# Get started

This sections covers how to get started with `ConfigVLM`.

There are currently two ways of installing `ConfigVLM`. The recommended way is using [pypi](https://pypi.org/) via `pip install configvlm`. Alternatively, the source can be directly downloaded from [github](https://github.com/lhackel-tub/ConfigVLM).

`ConfigVLM` allows you to easily combine and use predefined vision and language models and use them for tasks such as [Supervised Pretraining](sup_pretraining.ipynb) or [VQA](vqa.ipynb).
For this, models can be trained in an end-to-end fashion or pre-trained checkpoints can be used.

## Model Configuration

The central object of `ConfigVLM` is the dataclass `VLMConfiguration`. This is used to decide which parts the model consists of, how it is combined, and which task it should ultimately solve. A possible configuration for Supervised Classification can look like this:
:::{note}
Not all properties of the object are always used. Which properties are unused depends on the network type specified. For classification there is no fusion or language part, therefore in this example all parameters associated with fusion or language modeling are unused.
:::

In [14]:
from configvlm.ConfigVLM import VLMConfiguration, VLMType
from pprint import pprint
model_config = VLMConfiguration(
    timm_model_name="resnet18",
    classes=100,
    image_size=128,
    channels=3,
    network_type=VLMType.VISION_CLASSIFICATION
)
pprint(model_config)

VLMConfiguration(timm_model_name='resnet18',
                 hf_model_name=None,
                 image_size=128,
                 channels=3,
                 classes=100,
                 class_names=None,
                 network_type=<VLMType.VISION_CLASSIFICATION: 0>,
                 visual_features_out=512,
                 fusion_in=512,
                 fusion_hidden=256,
                 v_dropout_rate=0.25,
                 t_dropout_rate=0.25,
                 fusion_dropout_rate=0.25,
                 fusion_method=<built-in method mul of type object at 0x7f2e451fd460>,
                 fusion_activation=Tanh(),
                 drop_rate=0.2,
                 use_pooler_output=True,
                 max_sequence_length=32,
                 load_timm_if_available=False,
                 load_hf_if_available=True)
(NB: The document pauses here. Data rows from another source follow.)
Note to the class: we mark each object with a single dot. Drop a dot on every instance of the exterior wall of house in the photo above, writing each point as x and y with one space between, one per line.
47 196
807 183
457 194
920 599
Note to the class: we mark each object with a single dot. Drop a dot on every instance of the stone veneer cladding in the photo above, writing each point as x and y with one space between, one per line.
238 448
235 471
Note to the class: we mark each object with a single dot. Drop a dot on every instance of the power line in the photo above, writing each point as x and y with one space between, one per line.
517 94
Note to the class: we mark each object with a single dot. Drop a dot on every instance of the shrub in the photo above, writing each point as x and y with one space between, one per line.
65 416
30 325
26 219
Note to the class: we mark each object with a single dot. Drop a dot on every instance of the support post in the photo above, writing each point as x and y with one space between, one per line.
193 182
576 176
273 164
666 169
This class is used to ultimately create the model, but also collects all other information such as the image size in an object. This facilitates the organization in the code and is to prevent that there are many global variables.
Currently, the configuration supports the following network types:

In [13]:
# remove-input
from pprint import pprint
pprint([p.name for p in VLMType])

['VISION_CLASSIFICATION', 'VQA_CLASSIFICATION']